Anticipo che la riposta di Bru­netta si trova, per implicito, nella sua proposta, che è quella di fare investimenti pubblici. Questi non fanno parte del disavanzo di esercizio del bilancio pubblico, ma del disavanzo del conto dei ca­pitali e quindi non sono indice di spensieratezza, ma di serietà per­ché servono a combattere la reces­sione, migliorare il Pil, ossia il pro­dotto lordo e pertanto ad attenua­re il rapporto fra il debito pubbli­co e il Pil, aumentando il Pil. Inve­ce a me si può chiedere da parte dei rigoristi montiani se io credo che riducendo le imposte ci sia un aumento del Pil tale da far recupe­rare automaticamente il gettito così perduto, ossia credo nella ma­gia della curva di Laffer.

La risposta è che il recupero av­viene man mano. E comunque sia a me che a Brunetta possono do­mandare come ce la caviamo con il fatto che, non pareggiando il bi­lancio delle entrate e delle spese pubbliche nel 2013, ma nel 2014, diamo luogo nel 2013 a un aumen­to del debito pubblico, che i mer­cati non si aspettavano e che, pre­sumibilmente, non gradiscono. La risposta però c’è.

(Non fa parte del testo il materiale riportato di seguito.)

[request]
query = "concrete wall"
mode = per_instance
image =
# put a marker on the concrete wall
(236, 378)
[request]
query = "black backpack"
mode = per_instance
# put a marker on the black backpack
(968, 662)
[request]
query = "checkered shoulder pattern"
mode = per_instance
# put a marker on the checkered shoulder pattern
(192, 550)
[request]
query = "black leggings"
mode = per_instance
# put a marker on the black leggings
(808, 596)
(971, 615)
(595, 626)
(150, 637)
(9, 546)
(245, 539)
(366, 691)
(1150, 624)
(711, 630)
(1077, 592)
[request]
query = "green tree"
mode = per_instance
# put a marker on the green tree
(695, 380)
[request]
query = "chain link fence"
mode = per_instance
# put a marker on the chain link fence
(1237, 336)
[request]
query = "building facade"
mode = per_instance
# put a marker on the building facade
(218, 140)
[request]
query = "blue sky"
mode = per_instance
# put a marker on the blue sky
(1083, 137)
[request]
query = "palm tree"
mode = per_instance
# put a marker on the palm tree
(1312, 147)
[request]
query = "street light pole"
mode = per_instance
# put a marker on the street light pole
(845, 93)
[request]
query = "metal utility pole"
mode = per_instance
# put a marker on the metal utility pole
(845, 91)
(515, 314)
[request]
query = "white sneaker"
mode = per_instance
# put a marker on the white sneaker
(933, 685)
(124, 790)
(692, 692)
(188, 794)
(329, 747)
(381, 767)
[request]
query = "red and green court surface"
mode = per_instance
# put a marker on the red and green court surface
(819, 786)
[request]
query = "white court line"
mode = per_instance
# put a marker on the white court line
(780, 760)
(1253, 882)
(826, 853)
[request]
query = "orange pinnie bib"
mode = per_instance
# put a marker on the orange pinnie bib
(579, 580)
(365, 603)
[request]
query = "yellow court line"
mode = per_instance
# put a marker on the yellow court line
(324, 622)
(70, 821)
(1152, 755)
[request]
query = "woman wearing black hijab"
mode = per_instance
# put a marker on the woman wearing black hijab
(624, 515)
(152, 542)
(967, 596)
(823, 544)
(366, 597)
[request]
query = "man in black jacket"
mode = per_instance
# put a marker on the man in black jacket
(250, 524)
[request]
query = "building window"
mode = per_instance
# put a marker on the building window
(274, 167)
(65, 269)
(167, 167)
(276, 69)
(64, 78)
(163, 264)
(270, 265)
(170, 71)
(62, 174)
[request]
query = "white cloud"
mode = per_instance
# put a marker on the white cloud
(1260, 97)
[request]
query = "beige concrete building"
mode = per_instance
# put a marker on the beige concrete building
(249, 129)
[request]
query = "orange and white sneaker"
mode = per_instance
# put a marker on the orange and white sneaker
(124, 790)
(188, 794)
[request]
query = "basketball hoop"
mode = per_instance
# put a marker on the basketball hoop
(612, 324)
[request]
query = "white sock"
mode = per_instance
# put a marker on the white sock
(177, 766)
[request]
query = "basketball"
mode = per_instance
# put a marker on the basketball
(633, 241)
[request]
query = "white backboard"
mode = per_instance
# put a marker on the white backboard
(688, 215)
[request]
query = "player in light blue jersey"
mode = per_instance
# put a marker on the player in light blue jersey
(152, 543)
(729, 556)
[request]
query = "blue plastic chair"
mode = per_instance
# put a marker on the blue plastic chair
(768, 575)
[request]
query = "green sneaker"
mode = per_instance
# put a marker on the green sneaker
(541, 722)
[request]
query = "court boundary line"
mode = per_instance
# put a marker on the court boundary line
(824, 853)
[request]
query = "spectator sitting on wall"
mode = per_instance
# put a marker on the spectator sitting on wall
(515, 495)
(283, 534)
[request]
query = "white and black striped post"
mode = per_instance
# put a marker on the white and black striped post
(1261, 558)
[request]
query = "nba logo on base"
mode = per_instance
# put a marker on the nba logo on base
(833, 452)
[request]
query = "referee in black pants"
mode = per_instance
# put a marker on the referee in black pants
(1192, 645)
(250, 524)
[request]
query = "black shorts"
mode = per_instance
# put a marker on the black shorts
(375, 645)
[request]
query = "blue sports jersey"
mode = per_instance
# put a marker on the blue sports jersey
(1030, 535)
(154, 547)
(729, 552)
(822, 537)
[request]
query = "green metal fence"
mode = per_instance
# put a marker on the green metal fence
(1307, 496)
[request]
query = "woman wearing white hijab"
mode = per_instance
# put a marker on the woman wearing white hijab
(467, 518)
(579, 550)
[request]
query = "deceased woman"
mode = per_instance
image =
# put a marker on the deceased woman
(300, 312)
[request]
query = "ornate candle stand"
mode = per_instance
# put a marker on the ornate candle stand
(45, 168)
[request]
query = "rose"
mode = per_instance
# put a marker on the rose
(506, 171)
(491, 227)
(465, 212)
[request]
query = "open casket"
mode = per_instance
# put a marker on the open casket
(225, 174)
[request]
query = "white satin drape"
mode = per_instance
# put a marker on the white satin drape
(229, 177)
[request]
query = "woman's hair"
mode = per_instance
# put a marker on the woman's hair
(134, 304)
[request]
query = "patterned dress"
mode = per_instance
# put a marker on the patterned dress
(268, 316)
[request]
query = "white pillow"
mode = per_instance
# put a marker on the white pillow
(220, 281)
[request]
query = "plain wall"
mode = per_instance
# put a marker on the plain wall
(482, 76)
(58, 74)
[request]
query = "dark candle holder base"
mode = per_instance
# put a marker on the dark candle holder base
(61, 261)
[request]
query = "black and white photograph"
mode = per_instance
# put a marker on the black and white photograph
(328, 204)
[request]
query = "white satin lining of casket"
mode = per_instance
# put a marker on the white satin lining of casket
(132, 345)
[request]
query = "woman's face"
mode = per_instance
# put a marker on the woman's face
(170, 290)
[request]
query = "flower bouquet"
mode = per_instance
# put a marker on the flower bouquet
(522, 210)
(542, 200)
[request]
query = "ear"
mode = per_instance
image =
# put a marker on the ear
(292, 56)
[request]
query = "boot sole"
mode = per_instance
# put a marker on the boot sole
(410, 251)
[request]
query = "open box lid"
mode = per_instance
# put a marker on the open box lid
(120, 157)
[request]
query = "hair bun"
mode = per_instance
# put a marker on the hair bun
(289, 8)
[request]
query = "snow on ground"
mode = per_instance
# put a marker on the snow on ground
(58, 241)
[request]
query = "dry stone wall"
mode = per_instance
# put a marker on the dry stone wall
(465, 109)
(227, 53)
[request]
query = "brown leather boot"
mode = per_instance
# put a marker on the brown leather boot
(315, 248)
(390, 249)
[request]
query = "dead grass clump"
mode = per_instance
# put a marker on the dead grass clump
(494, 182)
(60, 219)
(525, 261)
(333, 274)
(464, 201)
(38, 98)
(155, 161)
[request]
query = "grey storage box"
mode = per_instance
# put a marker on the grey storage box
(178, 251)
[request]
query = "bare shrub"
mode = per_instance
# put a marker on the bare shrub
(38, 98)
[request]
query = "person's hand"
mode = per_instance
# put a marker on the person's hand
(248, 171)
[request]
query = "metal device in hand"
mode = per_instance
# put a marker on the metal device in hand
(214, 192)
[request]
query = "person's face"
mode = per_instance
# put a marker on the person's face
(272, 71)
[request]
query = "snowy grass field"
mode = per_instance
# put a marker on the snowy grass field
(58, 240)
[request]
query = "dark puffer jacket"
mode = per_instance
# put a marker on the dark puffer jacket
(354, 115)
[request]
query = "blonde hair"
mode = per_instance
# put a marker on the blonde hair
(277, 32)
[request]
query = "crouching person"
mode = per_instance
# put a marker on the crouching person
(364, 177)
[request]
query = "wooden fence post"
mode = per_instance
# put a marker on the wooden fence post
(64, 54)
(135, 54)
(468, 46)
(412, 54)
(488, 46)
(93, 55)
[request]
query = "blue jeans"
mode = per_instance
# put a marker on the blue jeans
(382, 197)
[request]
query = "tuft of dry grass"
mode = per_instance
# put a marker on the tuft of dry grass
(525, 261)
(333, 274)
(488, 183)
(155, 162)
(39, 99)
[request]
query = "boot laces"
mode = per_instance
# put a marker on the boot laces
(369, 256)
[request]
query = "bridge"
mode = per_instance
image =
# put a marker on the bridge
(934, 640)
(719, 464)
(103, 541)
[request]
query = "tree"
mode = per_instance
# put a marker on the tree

Si tratta di fa­re ricorso a entrate straordinarie su cui l’Europa non può storcere il naso e ad alienazioni patrimonia­li di beni pubblici male utilizzati e di quote di imprese pubbliche.

L’accordo fra l’Italia e la Svizze­ra sulla tassazione dei capitali ita­liani in Svizzera, sul modello già attuato dalla Germania e dal Re­gno Unito, secondo calcoli atten­dibili può dare più di 20 miliardi una tantum e un flusso annuo di qualche miliardo. Come si nota es­so potrebbe servire a tappare un buco del bilancio di 1,3 punti di Pil.

Qualche miliardo si può ricava­re, senza molte complicazioni, dalle alienazioni patrimoniali. Dunque è possibile pareggiare il bilancio fra entrate e spese pubbli­che senza ricorrere a nuove tasse ma ricorrendo a misure di finan­za straordinaria, con entrate una tantum,che l’Europa non può cri­ticare e con privatizzazioni che snelliscono l’economia pubblica e destinare la limatura delle spese di qualche miliardo all’elimina­zione dell’Ici sulla prima casa.

Quanto agli investimenti per ri­lanciare l’economia essi possono essere fatti in larga misura mobili­tando risorse del mercato e fondi europei, sia di quelli di spesa pub­blica che noi non riusciamo a spendere sia del credito della Bei, la Banca europea degli investimenti, che noi non utilizziamo e con i soldi della Cassa depositi e prestiti che adesso compra dal­l’Eni il 28 per cento circa di Snam Rete Gas spendendo 3,5 miliardi di soldi pubblici.

Questa non è una privatizzazione ma una stata­lizzazione, in quanto la Cassa depositi e prestiti è posseduta in maggioranza dallo Stato e per una minoranza da grandi ban­che, e non è quotata in Borsa men­tre nell’Eni che è quotato in borsa, lo Stato ha una quota di minoran­za.